The beast’s big head turned toward the cabin and its ears cocked forward. “Whut’s thet coming?” it demanded.

Old Nathan set the bucket down and hung the saddle over a fence rail. He’d been raised in a time when the Tennessee Territory was wilderness and the few folk you met liable to be wilder yet—the Whites worse than the Indians.

But that was long decades ago. He’d gotten out of the habit of always keeping his rifle close by and loaded. But a time like this, when somebody crept up so you didn’t hear his horse on the trail—

Then you remembered that your rifle was in the cabin, fifty feet away, and that a man of seventy didn’t move so quick as the boy of eighteen who’d aimed that same rifle at King’s Mountain.

“Halloo the house?” called the visitor, and Old Nathan’s world slipped back to this time of settlement and civilization. The voice was a woman’s, not that of an ambusher who’d hitched his horse to a sapling back along the trail so as to shoot the cunning man unawares.

“We’re out the back!” Old Nathan called. “Come through the cabin, or I’ll come in t’ ye.”

It wasn’t that he had enemies, exactly; but there were plenty folks around afraid of what the cunning man did—or what they thought he did. Fear had pulled as many triggers as hatred over the years, he guessed.

“T’morry’s a good time t’ traipse down t’ the river,” the mule said complacently as it thrust its head over the snake-rail fence to chop a tuft of grass just within its stretch. “Or never a’tall, that’s better yet.”

“We’re goin’ t’ check my trot line t’day, sooner er later!” Old Nathan said over his shoulder. “Depend on it!”

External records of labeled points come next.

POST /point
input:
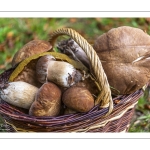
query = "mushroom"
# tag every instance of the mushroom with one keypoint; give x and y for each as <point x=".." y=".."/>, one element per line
<point x="47" y="101"/>
<point x="59" y="72"/>
<point x="124" y="53"/>
<point x="74" y="51"/>
<point x="20" y="94"/>
<point x="29" y="49"/>
<point x="78" y="99"/>
<point x="28" y="74"/>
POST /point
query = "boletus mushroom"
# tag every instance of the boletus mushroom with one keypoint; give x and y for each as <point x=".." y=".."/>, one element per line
<point x="124" y="53"/>
<point x="60" y="72"/>
<point x="47" y="101"/>
<point x="20" y="94"/>
<point x="31" y="48"/>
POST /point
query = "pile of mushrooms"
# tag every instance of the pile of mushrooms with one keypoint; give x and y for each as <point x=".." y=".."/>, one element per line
<point x="46" y="85"/>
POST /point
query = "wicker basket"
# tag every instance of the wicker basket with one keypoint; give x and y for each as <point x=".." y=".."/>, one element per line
<point x="108" y="115"/>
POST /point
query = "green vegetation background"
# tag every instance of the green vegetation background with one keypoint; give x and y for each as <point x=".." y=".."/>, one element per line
<point x="16" y="32"/>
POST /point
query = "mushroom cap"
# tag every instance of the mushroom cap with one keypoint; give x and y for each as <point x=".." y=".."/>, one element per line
<point x="47" y="101"/>
<point x="28" y="74"/>
<point x="124" y="53"/>
<point x="63" y="73"/>
<point x="31" y="48"/>
<point x="42" y="67"/>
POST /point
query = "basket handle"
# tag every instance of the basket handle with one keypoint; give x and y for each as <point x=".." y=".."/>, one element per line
<point x="104" y="98"/>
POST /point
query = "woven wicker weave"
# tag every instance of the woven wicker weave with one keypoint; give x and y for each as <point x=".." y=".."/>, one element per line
<point x="108" y="115"/>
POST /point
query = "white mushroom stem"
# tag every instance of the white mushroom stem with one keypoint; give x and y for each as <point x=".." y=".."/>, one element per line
<point x="63" y="73"/>
<point x="19" y="94"/>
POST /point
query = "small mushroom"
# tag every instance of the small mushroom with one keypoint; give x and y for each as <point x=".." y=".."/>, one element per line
<point x="47" y="101"/>
<point x="28" y="74"/>
<point x="20" y="94"/>
<point x="78" y="99"/>
<point x="59" y="72"/>
<point x="29" y="49"/>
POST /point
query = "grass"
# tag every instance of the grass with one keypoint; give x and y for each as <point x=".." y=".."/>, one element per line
<point x="16" y="32"/>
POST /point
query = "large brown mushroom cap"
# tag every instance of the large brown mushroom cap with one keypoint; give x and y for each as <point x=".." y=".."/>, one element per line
<point x="47" y="101"/>
<point x="124" y="53"/>
<point x="29" y="49"/>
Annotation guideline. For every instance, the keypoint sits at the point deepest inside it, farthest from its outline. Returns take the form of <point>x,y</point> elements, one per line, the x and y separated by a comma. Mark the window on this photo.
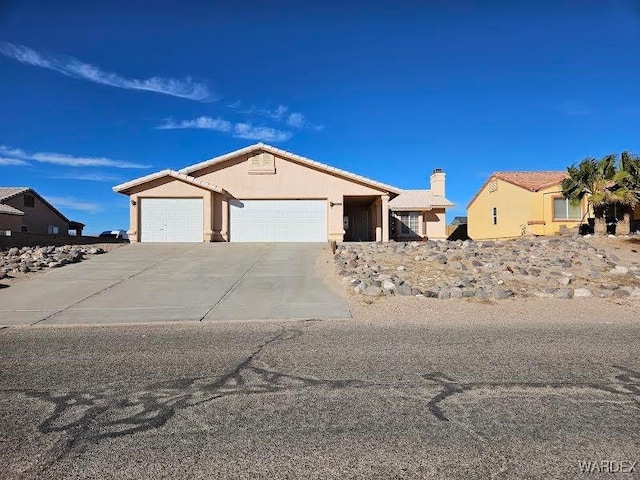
<point>409,223</point>
<point>563,209</point>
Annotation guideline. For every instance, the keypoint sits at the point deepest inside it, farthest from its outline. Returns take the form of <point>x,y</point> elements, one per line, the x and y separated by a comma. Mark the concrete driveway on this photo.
<point>182,282</point>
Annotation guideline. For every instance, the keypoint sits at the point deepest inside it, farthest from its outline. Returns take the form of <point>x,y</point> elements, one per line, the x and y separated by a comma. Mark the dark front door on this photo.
<point>361,226</point>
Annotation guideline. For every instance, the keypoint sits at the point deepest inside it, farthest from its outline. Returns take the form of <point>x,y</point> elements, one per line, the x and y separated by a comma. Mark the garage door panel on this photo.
<point>279,221</point>
<point>171,219</point>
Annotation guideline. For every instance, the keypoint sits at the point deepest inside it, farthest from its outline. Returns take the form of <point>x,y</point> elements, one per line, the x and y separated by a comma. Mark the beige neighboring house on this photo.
<point>264,194</point>
<point>22,209</point>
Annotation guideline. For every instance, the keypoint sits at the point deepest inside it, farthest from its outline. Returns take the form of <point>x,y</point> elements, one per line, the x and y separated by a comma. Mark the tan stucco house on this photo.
<point>512,203</point>
<point>22,209</point>
<point>264,194</point>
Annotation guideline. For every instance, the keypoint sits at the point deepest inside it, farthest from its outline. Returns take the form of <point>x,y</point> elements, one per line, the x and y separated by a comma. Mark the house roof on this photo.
<point>459,221</point>
<point>167,173</point>
<point>296,158</point>
<point>7,193</point>
<point>418,200</point>
<point>9,210</point>
<point>532,181</point>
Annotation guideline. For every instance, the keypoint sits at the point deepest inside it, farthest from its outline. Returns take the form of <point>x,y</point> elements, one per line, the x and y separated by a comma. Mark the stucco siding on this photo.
<point>290,181</point>
<point>514,208</point>
<point>39,217</point>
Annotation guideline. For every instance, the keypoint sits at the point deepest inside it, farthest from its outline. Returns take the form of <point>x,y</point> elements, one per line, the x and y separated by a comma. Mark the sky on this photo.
<point>93,94</point>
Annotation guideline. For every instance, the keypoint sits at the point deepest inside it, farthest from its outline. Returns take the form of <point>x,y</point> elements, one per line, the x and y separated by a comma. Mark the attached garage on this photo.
<point>171,219</point>
<point>278,221</point>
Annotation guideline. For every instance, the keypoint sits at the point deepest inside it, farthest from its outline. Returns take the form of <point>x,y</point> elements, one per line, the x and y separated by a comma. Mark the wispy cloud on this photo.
<point>238,130</point>
<point>72,67</point>
<point>74,204</point>
<point>206,123</point>
<point>65,160</point>
<point>574,108</point>
<point>12,161</point>
<point>89,177</point>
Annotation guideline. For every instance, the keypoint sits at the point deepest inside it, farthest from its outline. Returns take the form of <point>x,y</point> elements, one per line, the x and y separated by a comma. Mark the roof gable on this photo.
<point>532,181</point>
<point>294,158</point>
<point>167,173</point>
<point>7,193</point>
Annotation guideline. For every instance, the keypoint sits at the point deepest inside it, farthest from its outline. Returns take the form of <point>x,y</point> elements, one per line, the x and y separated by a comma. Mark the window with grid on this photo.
<point>563,209</point>
<point>408,223</point>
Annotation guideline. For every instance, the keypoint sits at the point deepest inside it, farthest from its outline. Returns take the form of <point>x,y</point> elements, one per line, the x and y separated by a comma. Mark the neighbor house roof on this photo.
<point>9,210</point>
<point>532,181</point>
<point>296,158</point>
<point>167,173</point>
<point>418,200</point>
<point>7,193</point>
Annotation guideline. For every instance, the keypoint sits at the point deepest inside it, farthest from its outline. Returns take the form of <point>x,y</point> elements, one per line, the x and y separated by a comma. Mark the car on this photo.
<point>121,234</point>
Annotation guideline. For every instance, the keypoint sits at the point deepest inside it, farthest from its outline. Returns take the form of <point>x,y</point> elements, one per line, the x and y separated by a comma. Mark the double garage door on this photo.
<point>278,220</point>
<point>181,220</point>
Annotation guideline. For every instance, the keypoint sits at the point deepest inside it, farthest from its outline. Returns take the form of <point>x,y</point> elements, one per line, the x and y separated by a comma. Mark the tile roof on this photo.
<point>167,173</point>
<point>532,181</point>
<point>9,210</point>
<point>294,157</point>
<point>418,199</point>
<point>8,192</point>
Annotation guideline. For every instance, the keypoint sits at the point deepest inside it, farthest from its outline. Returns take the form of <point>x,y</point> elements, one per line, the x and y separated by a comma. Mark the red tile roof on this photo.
<point>532,181</point>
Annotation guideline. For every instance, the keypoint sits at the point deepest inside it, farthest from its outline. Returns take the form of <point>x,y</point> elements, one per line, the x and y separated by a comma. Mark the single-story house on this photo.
<point>512,203</point>
<point>22,209</point>
<point>264,194</point>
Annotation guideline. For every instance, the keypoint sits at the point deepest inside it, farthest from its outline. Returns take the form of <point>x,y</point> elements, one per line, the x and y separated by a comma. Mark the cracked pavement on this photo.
<point>333,398</point>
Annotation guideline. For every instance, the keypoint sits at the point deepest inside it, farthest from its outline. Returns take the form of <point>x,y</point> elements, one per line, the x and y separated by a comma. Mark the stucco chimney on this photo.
<point>437,182</point>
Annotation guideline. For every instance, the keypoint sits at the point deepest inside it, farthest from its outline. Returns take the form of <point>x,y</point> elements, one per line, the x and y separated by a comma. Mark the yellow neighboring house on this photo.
<point>512,203</point>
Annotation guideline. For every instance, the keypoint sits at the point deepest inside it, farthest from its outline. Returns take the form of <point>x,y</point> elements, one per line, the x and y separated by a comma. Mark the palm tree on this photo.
<point>594,179</point>
<point>628,191</point>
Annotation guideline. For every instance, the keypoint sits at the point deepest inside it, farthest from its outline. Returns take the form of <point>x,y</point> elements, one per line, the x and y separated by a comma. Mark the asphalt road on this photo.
<point>482,398</point>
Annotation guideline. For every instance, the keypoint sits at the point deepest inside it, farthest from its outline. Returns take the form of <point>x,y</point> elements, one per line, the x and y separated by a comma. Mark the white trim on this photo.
<point>291,156</point>
<point>167,173</point>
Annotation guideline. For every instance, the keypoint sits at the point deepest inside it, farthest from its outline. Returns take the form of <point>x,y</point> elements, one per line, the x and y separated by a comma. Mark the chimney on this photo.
<point>437,182</point>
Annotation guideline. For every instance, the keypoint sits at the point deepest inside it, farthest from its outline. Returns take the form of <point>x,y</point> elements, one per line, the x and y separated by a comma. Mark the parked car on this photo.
<point>122,234</point>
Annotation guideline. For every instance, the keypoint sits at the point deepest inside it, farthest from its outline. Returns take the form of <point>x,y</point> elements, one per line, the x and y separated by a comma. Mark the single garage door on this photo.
<point>278,221</point>
<point>171,220</point>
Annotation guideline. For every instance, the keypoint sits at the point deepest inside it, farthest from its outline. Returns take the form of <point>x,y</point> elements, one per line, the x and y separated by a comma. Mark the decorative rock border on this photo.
<point>32,259</point>
<point>560,267</point>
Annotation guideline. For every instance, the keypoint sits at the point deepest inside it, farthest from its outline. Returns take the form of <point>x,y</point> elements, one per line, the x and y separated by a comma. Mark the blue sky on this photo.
<point>96,93</point>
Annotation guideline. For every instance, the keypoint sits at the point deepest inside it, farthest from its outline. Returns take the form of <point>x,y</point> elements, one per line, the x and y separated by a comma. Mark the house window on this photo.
<point>563,209</point>
<point>409,223</point>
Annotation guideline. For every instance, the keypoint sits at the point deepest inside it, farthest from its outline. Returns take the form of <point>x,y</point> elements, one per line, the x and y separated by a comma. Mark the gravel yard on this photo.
<point>560,267</point>
<point>21,263</point>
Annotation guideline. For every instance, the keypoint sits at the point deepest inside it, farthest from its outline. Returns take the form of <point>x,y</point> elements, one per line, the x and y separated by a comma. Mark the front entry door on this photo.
<point>361,226</point>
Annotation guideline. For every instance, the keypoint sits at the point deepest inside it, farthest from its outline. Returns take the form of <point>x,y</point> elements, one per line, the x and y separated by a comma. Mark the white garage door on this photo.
<point>278,221</point>
<point>171,220</point>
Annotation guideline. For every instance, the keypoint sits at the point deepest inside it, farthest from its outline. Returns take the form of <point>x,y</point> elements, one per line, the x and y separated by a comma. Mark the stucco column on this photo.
<point>208,217</point>
<point>224,229</point>
<point>134,205</point>
<point>377,208</point>
<point>385,218</point>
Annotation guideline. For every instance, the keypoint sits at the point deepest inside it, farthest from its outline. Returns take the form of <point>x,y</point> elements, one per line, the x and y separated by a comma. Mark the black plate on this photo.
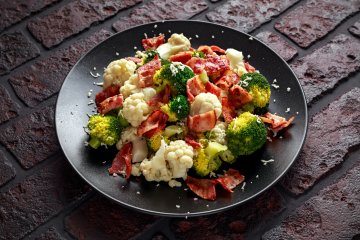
<point>72,109</point>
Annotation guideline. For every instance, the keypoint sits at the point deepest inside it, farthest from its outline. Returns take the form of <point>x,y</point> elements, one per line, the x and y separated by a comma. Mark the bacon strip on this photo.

Both doors of the one-room cabin were open. Old Nathan liked the ventilation, though the morning was cool. His visitor came out onto the back porch where the water barrel stood and said, “Oh, I didn’t mean t’ take ye away from business. You jest go ahead ‘n I’ll be on my way.”

Her name was Ellie. Ellie Ransden, he reckoned, since she’d been living these three years past with Bully Ransden, though it wasn’t certain they’d had a preacher marry them. Lot of folks figured these old half-lettered stump-hole preachers hereabouts, they weren’t much call to come between a couple of young people and God no-ways.

Though she still must lack a year of twenty, Ellie Ransden had a woman’s full breasts and hips. Her hair, black as thunder, was her glory. It was piled now on top of her head with pins and combs, but if she shook it out, it would be long enough to fall to the ground.

The combs were the only bit of fancy about the woman. She wore a gingham dress and went barefoot, with calluses to show that was usual for her till the snow fell. Bully Ransden wasn’t a lazy man, but he had a hard way about him that put folk off, and he’d started from less than nothing. . . .

If there was a prettier woman in the county than Ellie Ransden, Old Nathan hadn’t met her.

“Set yerse’f,” Old Nathan grunted, nodding her back into the cabin. “I’ll warm some grounds.”